Boston-based Color Kinetics' patented DIMand technology allows LED lamps to interpret standard dimming control signals, so a standard wall box dimmer can be connected to the device. Other manufacturers have similar devices to operate LED lighting devices from occupancy sensors, photocells, and building automation systems.
Two manufacturers showed second-generation LED refrigerated display lighting arrays that can reduce energy consumption on a five-door, reach-in case by more than 40% when compared with T8 fluorescent lamps. The savings are even more favorable when compared with HO or VHO fluorescent lamps. The LEDs eliminate lamp breakage and offer reduced maintenance along with greater light-level uniformity across the face of products.
By the end of 2006, a Far East manufacturer plans to have a 350mA LED with an output of 98 lumens and an efficacy of 84 lumens per watt in cool white and 67 lumens per watt in warm white. Another has a new white-light device that achieves an efficacy of 100 lumens per watt.
Daylight harvesting. Skylighting, or daylighting, systems found their niche among the booths showing electric lighting products, thereby slowly introducing daylighting into the traditional design process. The typical market for a skylighting system is a warehouse or big box retail outlet, with a large expanse of flat roof, where minimum energy use during daylight hours is desired.
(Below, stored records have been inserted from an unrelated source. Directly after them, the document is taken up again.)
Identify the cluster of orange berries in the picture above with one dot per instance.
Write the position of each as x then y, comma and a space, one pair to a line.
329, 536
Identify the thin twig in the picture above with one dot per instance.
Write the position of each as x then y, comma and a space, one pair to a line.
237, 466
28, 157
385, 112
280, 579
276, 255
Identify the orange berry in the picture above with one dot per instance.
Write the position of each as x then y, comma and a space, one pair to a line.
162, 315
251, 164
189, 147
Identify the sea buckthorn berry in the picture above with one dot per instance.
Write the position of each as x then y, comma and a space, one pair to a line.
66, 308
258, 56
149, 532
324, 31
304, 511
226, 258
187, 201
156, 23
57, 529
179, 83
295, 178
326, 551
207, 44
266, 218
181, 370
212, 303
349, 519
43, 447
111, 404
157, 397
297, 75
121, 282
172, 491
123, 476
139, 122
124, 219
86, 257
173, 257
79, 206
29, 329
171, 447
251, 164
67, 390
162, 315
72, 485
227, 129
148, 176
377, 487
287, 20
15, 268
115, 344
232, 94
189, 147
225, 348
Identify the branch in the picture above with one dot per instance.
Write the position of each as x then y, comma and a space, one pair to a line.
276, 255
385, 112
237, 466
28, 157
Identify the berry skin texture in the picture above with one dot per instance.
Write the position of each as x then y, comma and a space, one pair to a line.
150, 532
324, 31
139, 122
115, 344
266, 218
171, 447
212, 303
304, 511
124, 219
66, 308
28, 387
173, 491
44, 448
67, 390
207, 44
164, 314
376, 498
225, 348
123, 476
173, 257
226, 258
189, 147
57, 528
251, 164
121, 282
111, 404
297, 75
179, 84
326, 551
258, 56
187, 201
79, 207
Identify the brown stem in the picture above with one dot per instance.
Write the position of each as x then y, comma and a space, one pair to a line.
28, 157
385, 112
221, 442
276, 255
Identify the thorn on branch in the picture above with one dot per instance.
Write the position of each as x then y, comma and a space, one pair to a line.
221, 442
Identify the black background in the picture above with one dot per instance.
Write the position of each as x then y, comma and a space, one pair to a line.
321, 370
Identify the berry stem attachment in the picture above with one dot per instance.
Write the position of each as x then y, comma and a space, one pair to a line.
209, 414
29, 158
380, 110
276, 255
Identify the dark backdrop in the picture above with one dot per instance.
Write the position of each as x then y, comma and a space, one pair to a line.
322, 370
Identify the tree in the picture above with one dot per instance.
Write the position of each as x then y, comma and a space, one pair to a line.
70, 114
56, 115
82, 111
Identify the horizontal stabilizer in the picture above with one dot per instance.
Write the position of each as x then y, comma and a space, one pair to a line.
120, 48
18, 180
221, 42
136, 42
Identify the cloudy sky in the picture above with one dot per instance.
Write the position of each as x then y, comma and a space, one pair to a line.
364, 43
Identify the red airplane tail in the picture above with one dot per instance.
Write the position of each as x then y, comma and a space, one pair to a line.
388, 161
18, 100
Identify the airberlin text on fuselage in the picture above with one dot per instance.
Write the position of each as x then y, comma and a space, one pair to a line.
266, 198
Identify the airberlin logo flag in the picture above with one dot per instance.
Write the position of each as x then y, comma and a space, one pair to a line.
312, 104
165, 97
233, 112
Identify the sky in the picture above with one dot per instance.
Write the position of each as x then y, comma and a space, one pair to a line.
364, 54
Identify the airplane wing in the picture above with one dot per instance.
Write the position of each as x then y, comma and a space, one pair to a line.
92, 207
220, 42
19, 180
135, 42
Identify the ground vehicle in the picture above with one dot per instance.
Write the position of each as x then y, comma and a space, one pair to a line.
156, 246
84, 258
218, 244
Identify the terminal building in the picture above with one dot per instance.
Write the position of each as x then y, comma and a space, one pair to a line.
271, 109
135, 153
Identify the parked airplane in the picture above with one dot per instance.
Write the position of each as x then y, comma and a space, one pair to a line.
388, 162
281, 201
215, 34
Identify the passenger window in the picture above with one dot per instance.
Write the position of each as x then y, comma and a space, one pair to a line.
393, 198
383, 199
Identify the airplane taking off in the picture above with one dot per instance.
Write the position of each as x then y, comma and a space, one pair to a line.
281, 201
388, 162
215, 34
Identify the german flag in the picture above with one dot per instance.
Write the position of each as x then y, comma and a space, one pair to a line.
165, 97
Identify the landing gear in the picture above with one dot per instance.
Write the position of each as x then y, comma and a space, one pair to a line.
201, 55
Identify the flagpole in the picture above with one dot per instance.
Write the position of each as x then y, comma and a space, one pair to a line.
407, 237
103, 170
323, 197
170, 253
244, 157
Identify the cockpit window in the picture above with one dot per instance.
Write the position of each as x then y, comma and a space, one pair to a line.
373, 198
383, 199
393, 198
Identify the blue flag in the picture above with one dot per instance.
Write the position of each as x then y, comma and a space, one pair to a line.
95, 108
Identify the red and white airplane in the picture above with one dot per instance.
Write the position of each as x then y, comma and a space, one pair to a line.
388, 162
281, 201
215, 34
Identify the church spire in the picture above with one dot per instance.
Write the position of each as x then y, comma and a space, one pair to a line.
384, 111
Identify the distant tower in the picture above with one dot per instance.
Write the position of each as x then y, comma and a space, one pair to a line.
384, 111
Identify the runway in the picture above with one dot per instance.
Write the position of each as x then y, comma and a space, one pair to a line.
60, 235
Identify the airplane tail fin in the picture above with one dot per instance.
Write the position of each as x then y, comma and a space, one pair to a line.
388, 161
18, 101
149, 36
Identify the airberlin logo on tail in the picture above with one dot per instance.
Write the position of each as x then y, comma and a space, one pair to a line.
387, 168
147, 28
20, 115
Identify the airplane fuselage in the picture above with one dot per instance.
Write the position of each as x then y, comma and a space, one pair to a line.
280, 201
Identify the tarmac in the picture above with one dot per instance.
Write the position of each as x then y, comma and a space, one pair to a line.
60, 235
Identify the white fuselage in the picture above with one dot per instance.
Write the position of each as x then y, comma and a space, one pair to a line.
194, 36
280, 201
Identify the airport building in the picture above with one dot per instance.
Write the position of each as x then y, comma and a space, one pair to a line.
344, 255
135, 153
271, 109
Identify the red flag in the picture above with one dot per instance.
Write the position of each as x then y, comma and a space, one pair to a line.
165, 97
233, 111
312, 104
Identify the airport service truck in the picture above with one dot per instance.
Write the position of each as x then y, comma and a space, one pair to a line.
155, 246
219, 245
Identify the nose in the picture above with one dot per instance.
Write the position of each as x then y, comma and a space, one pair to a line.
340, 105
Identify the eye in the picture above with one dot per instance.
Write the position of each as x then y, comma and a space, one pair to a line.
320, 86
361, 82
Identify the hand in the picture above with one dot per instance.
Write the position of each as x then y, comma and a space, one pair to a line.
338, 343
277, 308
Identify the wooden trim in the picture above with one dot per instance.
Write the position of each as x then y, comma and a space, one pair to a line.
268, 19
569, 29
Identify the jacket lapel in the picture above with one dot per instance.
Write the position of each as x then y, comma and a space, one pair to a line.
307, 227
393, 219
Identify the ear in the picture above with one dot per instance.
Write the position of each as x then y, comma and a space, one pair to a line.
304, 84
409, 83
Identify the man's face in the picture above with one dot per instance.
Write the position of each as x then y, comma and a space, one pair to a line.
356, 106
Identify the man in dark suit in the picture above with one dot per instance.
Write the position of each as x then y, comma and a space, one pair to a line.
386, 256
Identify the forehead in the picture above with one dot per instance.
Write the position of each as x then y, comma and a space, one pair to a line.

One skylighting system consists of a 4-foot-square by 4-foot-high unit containing an array of mirrors inside a clear dome. A motorized control box on the dome's top adjusts the array automatically every 10 minutes, tracking the sun's path across the sky. Small solar panels within the dome serve the motor, and a battery backup is available for cloudy days. The control box software adjusts for seasonal changes.
Lighting the way. As evidenced from observations straight from the show floor outlined above, Lightfair 2006 was not without innovation. Celebrating its 17th year as the lighting industry's premier North American trade show, the event was also the largest conference the organization has held to date. Attendees discovered more than 550 exhibitors, showcasing the latest products and services, technological advances, and design solutions.
The conference component also proved highly successful as Lightfair hosted its largest conference program in Las Vegas history with 237 hours of CEU-accredited courses, workshops, and seminars.
Lightfair 2007 will be held May 8-10 at the Jacob K. Javits Convention Center in New York.